Another strength of the book is that Kauffman maintains reasonably clear lines of demarcation between speculation and knowledge. Within that proper constraint, the text makes some bold and useful speculations, such as the idea that quantum coherence could extend far enough from the surface of protein molecules in the cell to link one protein to another via aligned water molecules. Such speculations are useful because they are both testable and (just) feasible.

Because of these strengths, I would recommend Reinventing the Sacred as a healthy read for anyone who thinks that reductionism is the whole story of science. Reductionism is a good slave but a poor master; in other words, it is the right model for almost all the science we have discovered so far, but it is not necessarily the whole story. Cracks in the reductionist edifice include quantum entanglement, emergent phenomena, criticality and the oldest one of all: human free will, without which it is debatable whether any reasoning, and therefore any science, is possible.

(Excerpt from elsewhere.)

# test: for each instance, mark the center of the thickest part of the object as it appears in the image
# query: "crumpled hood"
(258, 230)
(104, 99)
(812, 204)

On balance, this is a useful book. However, it also contains some glaring errors and omissions. The chapter on the quantum brain, for example, overinterprets the concept of decoherence, misapplies the word “acausal” and misses out entanglement altogether. The book is also repetitive, and sometimes unpersuasive or overblown. Take, for example, Gödel’s incompleteness theorem, which states that any large enough, finite system of axioms and rules of deduction must give rise to propositions the truth of which cannot be decided within the system. This theorem is relevant to Kauffman’s argument because it shows that not even formal logic can be reduced to a finite number of ideas; mathematics is a rich tapestry of concepts, not a pyramid. Kauffman briefly sketches Gödel’s theorem no less than four times, but he never describes it sufficiently well for a reader unfamiliar with it to follow the argument. On the other hand, if readers are already familiar with Gödel, they do not need repeated incomplete sketches.

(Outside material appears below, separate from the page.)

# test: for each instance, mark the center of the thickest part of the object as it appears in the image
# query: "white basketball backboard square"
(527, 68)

Moreover, the central argument is unconvincing when the book implies that a case has been proven when it has not. Concerning the animal heart, for example, an early chapter promises “the organization of the heart arose largely by natural selection, which, as we will see, cannot be reduced to physics”, and in due course some relevant evidence is given. However, when later the text says things like “…as we have seen, this cannot be reduced to physics”, it leaves the reader feeling that something was missing in the middle. The evidence offered is that the emergent complexity of the biosphere may exceed the capacity of any compact description available beforehand to capture it. This and other arguments provide telling evidence for the case against reductionism, but it is, I think, premature to claim that we can prove the case sufficiently well to make reductionism clearly untenable.

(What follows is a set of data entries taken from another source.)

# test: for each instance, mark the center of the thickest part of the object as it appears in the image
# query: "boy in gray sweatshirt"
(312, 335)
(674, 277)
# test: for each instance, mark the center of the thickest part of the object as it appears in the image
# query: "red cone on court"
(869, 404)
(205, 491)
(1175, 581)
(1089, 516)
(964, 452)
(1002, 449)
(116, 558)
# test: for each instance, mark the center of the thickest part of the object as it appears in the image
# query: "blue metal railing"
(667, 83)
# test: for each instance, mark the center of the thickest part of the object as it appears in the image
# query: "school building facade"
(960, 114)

The single greatest problem with this book is not in the science, however, but in the reasoning about the sacred. I am encouraged that Kauffman is willing to address questions of meaning and purpose, and his approach is surely preferable to pseudo-scientific statements along the lines of “the purpose of human life is to replicate genes”. His aim is valid and worthy: to draw people together around shared values. With a view to this, the book argues for a kind of pan-theism in which the word “god” is applied to the emergent creativity that exists in the universe.

Kauffman is welcome to promote this idea, but he should recognize that this type of thinking has a very long history and its shortcomings have been carefully thought through. For example, it does not adequately address our most basic hunches, such as the value of individual people above grand impersonal systems, and the need for justice or forgiveness. I would encourage him to explore instead those threads of religious thinking that are willing to seek answers beyond physicality, but that take physical evidence seriously.